Maharani Jindan Kaur (1816-1863) was the youngest wife and Queen of Maharaja Ranjit Singh, ruler of the Sikh Kingdom of Punjab before the British took control. When Maharaja Ranjit Singh died, it was expected that his wife would throw herself into the flames of her husband's funeral pyre, but she rejected this ancient custom (suttee). She believed she ought not to die, but live to protect and nurture her son, Duleep Singh and maintain the independence of the Sikh kingdom of Punjab. She loved the Sikh religion and her Sikh people. After her husband's death there was a period of violent struggle between different factions wanting to take control of both government and money. There was chaos, until the Maharani was able to exert her authority as Regent. She was prepared to throw aside her veils (purdah) and speak to the chiefs with impressive but plain speaking. She inspired both fear and loyalty and was declared "Raj Mata"- Mother of the Sikhs.
The British plundered land, riches and people in the Punjab. The Maharani used all her gifts of wisdom, determination, diplomacy and courage to outwit the British and inspire others to resist and eventually mutiny.

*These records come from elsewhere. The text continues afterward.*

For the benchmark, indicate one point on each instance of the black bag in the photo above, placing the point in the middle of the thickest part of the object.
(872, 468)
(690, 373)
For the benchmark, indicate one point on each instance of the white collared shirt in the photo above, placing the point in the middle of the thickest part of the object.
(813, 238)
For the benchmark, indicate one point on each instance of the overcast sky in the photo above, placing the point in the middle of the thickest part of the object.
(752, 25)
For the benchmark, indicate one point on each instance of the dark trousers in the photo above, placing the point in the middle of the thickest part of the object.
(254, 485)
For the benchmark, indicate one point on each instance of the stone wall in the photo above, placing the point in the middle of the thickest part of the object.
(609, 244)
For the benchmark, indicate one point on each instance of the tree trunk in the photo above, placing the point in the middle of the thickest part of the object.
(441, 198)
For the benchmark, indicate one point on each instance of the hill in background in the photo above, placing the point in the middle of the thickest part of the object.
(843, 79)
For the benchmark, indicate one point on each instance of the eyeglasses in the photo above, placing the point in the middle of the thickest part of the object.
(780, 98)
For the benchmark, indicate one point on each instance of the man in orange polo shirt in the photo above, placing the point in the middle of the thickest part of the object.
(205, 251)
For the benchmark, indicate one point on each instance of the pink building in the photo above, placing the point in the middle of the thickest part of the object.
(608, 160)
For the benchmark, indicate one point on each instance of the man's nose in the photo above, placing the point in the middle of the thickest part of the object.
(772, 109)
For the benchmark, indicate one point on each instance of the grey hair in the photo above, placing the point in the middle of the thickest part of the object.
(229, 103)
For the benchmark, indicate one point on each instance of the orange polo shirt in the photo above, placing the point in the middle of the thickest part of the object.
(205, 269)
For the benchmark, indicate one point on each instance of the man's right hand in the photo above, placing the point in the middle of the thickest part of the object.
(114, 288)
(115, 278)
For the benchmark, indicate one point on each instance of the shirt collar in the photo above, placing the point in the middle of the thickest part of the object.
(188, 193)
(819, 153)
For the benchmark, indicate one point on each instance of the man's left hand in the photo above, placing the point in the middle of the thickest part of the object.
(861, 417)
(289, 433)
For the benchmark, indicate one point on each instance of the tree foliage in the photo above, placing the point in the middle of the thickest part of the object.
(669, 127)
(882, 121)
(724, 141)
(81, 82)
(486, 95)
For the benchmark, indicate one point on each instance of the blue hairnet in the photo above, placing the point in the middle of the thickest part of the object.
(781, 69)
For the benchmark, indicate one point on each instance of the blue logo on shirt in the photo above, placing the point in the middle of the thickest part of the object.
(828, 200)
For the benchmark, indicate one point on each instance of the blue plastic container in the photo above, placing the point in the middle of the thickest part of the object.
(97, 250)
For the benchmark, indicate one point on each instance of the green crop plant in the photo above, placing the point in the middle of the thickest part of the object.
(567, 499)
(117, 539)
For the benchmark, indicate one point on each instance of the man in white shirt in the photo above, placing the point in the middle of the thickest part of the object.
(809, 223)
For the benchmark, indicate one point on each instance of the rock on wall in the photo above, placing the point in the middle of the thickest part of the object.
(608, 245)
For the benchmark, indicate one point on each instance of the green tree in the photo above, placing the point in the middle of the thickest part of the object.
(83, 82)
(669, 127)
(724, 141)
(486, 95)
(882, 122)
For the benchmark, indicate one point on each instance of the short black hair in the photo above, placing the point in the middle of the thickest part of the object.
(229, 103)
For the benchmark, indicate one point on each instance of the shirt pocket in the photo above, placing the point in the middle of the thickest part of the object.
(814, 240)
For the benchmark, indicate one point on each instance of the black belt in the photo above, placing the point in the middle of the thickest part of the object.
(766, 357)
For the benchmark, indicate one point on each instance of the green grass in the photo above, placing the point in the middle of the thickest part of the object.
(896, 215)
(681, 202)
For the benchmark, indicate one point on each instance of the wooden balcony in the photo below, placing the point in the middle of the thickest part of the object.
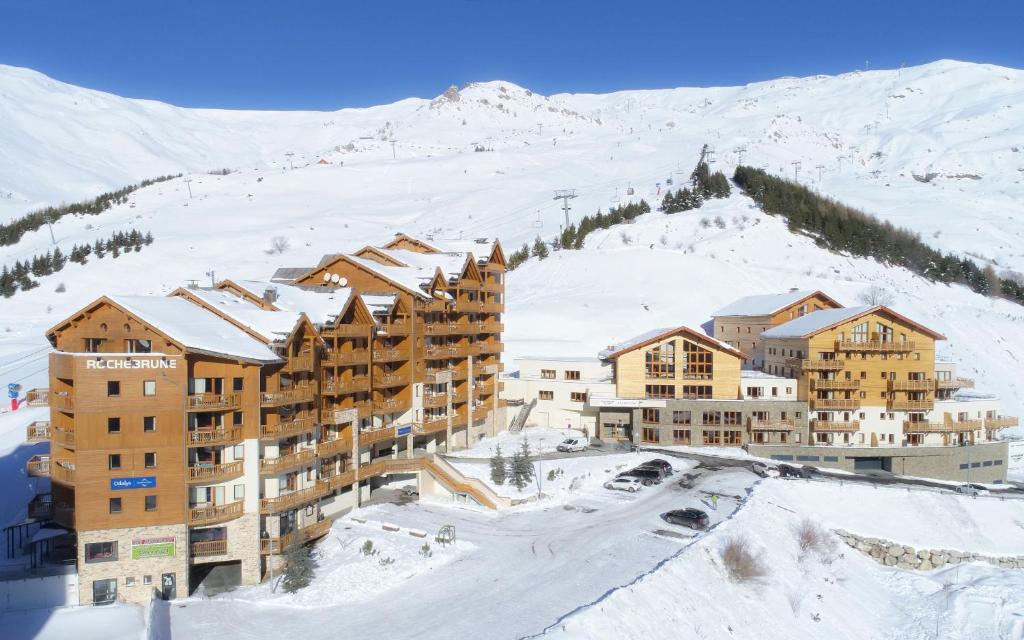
(903, 404)
(876, 346)
(294, 499)
(38, 431)
(829, 403)
(955, 383)
(208, 548)
(819, 365)
(390, 380)
(300, 425)
(214, 401)
(911, 385)
(338, 386)
(306, 534)
(214, 514)
(294, 395)
(344, 358)
(210, 474)
(1001, 422)
(38, 466)
(390, 355)
(835, 385)
(214, 437)
(773, 424)
(329, 449)
(834, 426)
(273, 466)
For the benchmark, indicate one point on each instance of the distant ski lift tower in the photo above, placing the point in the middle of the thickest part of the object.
(565, 195)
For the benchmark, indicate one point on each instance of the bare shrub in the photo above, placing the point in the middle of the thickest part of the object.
(740, 561)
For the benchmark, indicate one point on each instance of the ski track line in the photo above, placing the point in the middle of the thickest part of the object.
(604, 596)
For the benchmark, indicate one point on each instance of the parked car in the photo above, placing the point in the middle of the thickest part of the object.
(569, 445)
(693, 518)
(647, 475)
(624, 483)
(658, 463)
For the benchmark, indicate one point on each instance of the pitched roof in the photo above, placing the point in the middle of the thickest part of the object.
(655, 335)
(195, 328)
(766, 304)
(816, 322)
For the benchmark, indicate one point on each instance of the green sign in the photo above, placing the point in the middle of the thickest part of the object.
(153, 548)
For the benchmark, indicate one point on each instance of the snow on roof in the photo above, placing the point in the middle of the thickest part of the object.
(196, 328)
(816, 321)
(322, 304)
(766, 304)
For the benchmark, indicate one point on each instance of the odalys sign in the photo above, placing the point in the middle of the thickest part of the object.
(162, 547)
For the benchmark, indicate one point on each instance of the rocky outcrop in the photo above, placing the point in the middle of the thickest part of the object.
(904, 557)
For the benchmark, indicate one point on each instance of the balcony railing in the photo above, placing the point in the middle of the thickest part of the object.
(208, 548)
(214, 473)
(214, 437)
(878, 346)
(214, 401)
(270, 466)
(911, 385)
(342, 358)
(293, 395)
(830, 385)
(294, 499)
(280, 545)
(298, 425)
(38, 431)
(818, 365)
(837, 426)
(214, 514)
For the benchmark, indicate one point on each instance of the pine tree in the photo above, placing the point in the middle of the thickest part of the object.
(299, 566)
(498, 469)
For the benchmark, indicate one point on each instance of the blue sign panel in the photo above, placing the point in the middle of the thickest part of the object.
(143, 481)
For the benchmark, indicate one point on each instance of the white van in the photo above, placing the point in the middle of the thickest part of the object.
(571, 444)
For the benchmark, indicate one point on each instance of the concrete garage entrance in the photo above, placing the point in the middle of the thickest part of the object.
(215, 578)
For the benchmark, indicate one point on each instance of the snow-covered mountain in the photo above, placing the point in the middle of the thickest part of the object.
(938, 147)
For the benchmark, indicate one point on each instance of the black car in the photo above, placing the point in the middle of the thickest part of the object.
(658, 463)
(648, 476)
(693, 518)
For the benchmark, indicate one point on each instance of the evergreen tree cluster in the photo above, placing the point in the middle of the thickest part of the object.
(839, 227)
(18, 278)
(12, 231)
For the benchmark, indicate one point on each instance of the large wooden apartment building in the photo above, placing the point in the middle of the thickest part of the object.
(213, 427)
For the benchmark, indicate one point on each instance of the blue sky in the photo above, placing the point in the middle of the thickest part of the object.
(318, 54)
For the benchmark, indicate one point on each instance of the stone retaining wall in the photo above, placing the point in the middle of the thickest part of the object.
(904, 557)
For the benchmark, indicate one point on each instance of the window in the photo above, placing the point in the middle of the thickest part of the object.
(100, 552)
(681, 418)
(660, 361)
(659, 391)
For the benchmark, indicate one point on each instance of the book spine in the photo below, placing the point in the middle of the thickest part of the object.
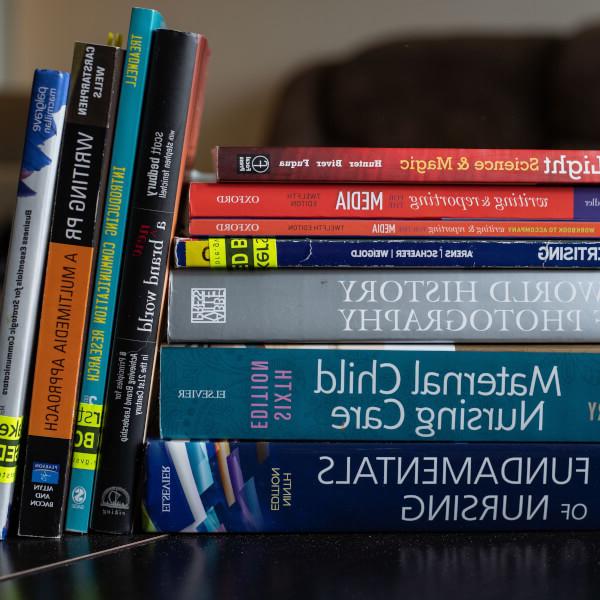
(25, 266)
(110, 251)
(377, 305)
(202, 487)
(156, 187)
(262, 253)
(73, 239)
(331, 201)
(437, 228)
(329, 394)
(406, 165)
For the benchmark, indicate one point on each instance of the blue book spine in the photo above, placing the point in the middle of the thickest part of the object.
(91, 400)
(202, 487)
(257, 253)
(258, 393)
(25, 266)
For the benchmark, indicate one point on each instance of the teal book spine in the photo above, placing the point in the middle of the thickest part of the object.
(257, 393)
(100, 329)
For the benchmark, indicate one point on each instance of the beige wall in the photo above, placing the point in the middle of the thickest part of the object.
(256, 43)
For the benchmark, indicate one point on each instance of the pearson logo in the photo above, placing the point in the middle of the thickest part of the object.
(47, 473)
(257, 164)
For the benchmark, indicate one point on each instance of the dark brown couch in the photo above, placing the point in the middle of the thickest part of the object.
(461, 91)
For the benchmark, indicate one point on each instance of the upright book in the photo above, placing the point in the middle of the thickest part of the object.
(25, 266)
(406, 165)
(175, 83)
(437, 305)
(217, 487)
(93, 386)
(69, 268)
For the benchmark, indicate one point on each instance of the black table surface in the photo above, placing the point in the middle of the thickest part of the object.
(427, 566)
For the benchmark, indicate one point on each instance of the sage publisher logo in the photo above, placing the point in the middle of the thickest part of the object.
(256, 164)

She was deprived of her freedom and forbidden to interfere in the government of the state. She remained calm and serene in the midst of great personal and public upheaval. She escaped from the top-security prison of Chunar and went to Nepal. Her last journey was to England with her son, Duleep, and there she was able to tell him of all her sufferings. She was prematurely old, almost blind, broken but not subdued in spirit. She refused to allow her body to remain in England, so it was eventually taken back for cremation in India and her ashes were finally interred with those of her husband.
Her exceptional abilities outreached those of any man, the lioness within her refused to be tamed. She is a woman of inspiration and hope for the oppressed.